Я считала их вслух, по четыре: раз, два, три, четыре — и снова раз. На последней четвёрке остановилась, потому что дальше считать было нечего.
Тогда я сделала то, что делают, когда результат слишком хорош.
Взяла два чистых листа, вырезала в каждом окно шириной в строку и наложила так, чтобы видны были одна строка из письма и одна из блокнота, без всего остального. Перемешала. Отвернулась. Придвинула обратно.
И не смогла сказать, какая из двух моя.
Я сидела и смотрела на две строки в двух окнах. Они были написаны не похоже. Они были написаны одной рукой.
Тогда я взяла свою ручку и переписала первую строку письма на чистый лист. Своим почерком, не стараясь, как пишут для себя.
Коробку выдали.
Положила рядом. Наклон, интервал, уступ нажима после третьего слова с конца, разрыв в петле «р».
Разница была одна: мои чернила остались чёрными по краю, а его ушли в бурый.
Больше ничем моя строка от его строки не отличалась.
* * *
Бумагу я оставила напоследок, как оставляют то, что не соврёт.
На просвет пошёл водяной знак: три полосы разной ширины и решётка между ними. Такой знак я видела раньше — не в магазине и не на почте, а в дальнем ряду наших стеллажей, на листах из старых поступлений, в папках с надписью «не использовать».
«Не использовать» пишут не потому, что бумага плохая. Пишут потому, что её больше нет. Восполнить нечем, и если испортишь лист, дело останется без листа навсегда.

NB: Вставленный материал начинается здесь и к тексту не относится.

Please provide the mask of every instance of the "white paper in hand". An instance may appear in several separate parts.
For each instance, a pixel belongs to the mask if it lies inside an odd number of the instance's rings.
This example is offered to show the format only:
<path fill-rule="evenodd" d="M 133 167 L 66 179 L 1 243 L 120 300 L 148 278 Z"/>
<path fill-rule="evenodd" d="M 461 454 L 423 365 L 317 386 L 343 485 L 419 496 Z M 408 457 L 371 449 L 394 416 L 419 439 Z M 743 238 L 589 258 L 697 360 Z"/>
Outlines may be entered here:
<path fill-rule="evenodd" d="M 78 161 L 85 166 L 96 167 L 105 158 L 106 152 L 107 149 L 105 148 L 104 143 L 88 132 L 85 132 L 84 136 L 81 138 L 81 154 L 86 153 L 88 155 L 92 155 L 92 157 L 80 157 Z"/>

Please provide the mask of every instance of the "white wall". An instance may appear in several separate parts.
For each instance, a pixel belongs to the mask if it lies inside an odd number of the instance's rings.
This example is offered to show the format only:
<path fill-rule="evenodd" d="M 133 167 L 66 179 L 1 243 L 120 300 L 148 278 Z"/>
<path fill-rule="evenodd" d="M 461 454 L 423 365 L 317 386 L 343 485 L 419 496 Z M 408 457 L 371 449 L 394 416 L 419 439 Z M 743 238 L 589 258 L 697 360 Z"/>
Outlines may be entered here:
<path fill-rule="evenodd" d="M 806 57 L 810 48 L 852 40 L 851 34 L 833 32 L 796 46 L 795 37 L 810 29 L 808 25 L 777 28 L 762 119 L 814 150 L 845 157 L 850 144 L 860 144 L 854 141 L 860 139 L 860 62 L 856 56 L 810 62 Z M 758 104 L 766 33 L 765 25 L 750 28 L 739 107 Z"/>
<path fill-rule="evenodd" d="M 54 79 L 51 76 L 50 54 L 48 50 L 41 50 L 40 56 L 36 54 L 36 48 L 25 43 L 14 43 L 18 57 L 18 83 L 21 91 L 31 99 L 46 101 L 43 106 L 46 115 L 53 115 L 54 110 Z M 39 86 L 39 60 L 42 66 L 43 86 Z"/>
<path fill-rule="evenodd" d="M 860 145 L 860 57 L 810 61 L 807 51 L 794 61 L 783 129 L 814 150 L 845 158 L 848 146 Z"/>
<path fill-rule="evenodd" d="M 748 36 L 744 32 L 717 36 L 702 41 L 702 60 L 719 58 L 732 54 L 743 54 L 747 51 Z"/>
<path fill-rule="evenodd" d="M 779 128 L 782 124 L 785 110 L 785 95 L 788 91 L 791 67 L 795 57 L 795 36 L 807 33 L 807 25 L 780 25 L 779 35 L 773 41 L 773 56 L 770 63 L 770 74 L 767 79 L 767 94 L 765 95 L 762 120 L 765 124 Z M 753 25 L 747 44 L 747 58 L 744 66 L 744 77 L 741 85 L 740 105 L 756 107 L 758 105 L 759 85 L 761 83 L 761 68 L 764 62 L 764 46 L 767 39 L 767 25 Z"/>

Такую бумагу не продают двадцать лет.
Волокно длинное, с тряпичной примесью; край на разрыв даёт бахрому, а не пыль. Я померила толщину по стопке из десяти нынешних листов и по одному этому: он был тяжелее примерно на треть.
Купить такую бумагу он не мог.
Взять её можно только там, где она лежит.
* * *
Чернила были чёрные.
Не серо-чёрные, какими пишут сейчас, а те самые чёрные, которые с годами уходят в бурый по краю штриха. Я поднесла лупу и увидела кайму: вокруг каждой буквы бумага чуть темнее, и темнее не от нажима, а изнутри.